Texto de Alexandra Tavares-Teles
Gosta de passear, de ouvir música enquanto caminha, de pizza e do filme Titanic. Adora brincar com a filha bebé, a Sofia, “aventura que leva dezassete meses de descobertas diárias”.
Treina 30 horas por semana – cinco por dia – e raramente dorme menos de dez (das 22 às oito da manhã). Sacrifica o prazer ao cuidado alimentar e vive de cozidos e grelhados a maior parte dos dias.
Resiste ao calor intenso e à humidade, ainda que extrema, como se viu agora em Doha, condições adversas que obrigaram, no Catar, a pequenos ajustes e a muita cautela. “Fazer o melhor possível, sem erros, não pedia mais nada”, confessa.
Porém, ao 38.º quilómetro – faltava uma dúzia para o final -, percebeu que “podia ir às medalhas”. E foi. À de prata. Após 11 participações consecutivas em Mundiais de atletismo (desde 1999), e de algumas desistências pelo meio, tornou-se no atleta mais velho de sempre a subir ao pódio da competição. Aos 43 anos, justifica o melhor resultado nos 50 quilómetros (4:04.59 horas) com palavras-chave da alta competição: vontade, persistência, empenho.
“Esta medalha espelha em tudo a personalidade do João”, diz do Catar Susana Feitor. Desde logo, a resiliência do colega, “psicológica, mas também a física”. A marchadora portuguesa descreve “um atleta exigente, que não abusa do corpo”, consciente do impacto físico que tantos quilómetros provocam.
E a ajuda da vocação genética: “Sempre mostrou muito potencial para as distâncias mais longas, quer a marchar quer a correr”. Em miúdo chamavam-lhe “etíope” ou “queniano” “pela extrema magreza e por ser muito bom”, recorda a atleta de Rio Maior, a terra onde cresceu o amigo.

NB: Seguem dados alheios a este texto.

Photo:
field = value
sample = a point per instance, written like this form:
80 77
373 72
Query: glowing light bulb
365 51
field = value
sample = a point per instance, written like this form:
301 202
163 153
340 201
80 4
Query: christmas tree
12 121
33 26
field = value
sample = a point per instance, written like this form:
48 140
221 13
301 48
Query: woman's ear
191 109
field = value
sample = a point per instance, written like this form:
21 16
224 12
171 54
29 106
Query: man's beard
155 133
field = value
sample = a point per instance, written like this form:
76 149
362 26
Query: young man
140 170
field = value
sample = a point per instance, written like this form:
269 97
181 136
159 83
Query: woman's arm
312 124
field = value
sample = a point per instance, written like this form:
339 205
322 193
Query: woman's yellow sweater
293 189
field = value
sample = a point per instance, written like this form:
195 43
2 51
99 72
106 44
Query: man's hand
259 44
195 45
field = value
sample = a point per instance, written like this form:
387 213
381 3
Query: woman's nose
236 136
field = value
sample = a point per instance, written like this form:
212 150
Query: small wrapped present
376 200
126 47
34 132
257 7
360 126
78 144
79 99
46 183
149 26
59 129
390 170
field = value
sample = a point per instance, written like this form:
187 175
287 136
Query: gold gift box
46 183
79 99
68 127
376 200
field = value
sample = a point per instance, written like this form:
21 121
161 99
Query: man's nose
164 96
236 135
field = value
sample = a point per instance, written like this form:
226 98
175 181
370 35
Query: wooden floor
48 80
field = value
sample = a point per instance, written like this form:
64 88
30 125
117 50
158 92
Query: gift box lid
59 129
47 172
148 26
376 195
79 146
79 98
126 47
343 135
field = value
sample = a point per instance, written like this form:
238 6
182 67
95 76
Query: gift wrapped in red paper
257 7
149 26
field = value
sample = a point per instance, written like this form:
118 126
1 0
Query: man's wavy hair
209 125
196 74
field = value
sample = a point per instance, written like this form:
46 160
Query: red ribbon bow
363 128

Nascido no Algarve, João Vieira mudou-se para Rio Maior, juntamente com os pais e o irmão gémeo (o também marchador Sérgio Vieira), com apenas dois anos de idade. Em 1990, depois de uma passagem pelo Clube de Natação de Rio Maior, iniciou-se na marcha, modalidade em que depressa se distinguiu. Em setembro de 2010, batidos vários recordes no escalão júnior, assinou pelo Sporting (ele e a mulher, a marchadora Vera Santos, de quem é treinador).
“Apesar de a modalidade ter dado ao país várias medalhas, continua a ter de se afirmar”, lamenta Susana Feitor. “Esta medalha do João no Catar é muito importante também por isso”, acrescenta.
A importância do feito estende-se naturalmente à família: “Uma medalha tem o lado financeiro. Apesar de o João estar no Sporting, na marcha as recompensas financeiras são parcas. Para se viver da modalidade é preciso ser atleta de elite, muito poupado e ter vida longa”, sublinha a marchadora.
Depois do Catar e do seu melhor resultado de sempre em Mundiais (só o japonês Yusuke Suzuki, novo campeão do Mundo, ficou à sua frente) virá Tóquio, a cidade dos Jogos Olímpicos de 2020.
“Homem tímido, um pouco introvertido”, detesta borrego, atrasos de horários e sobranceria.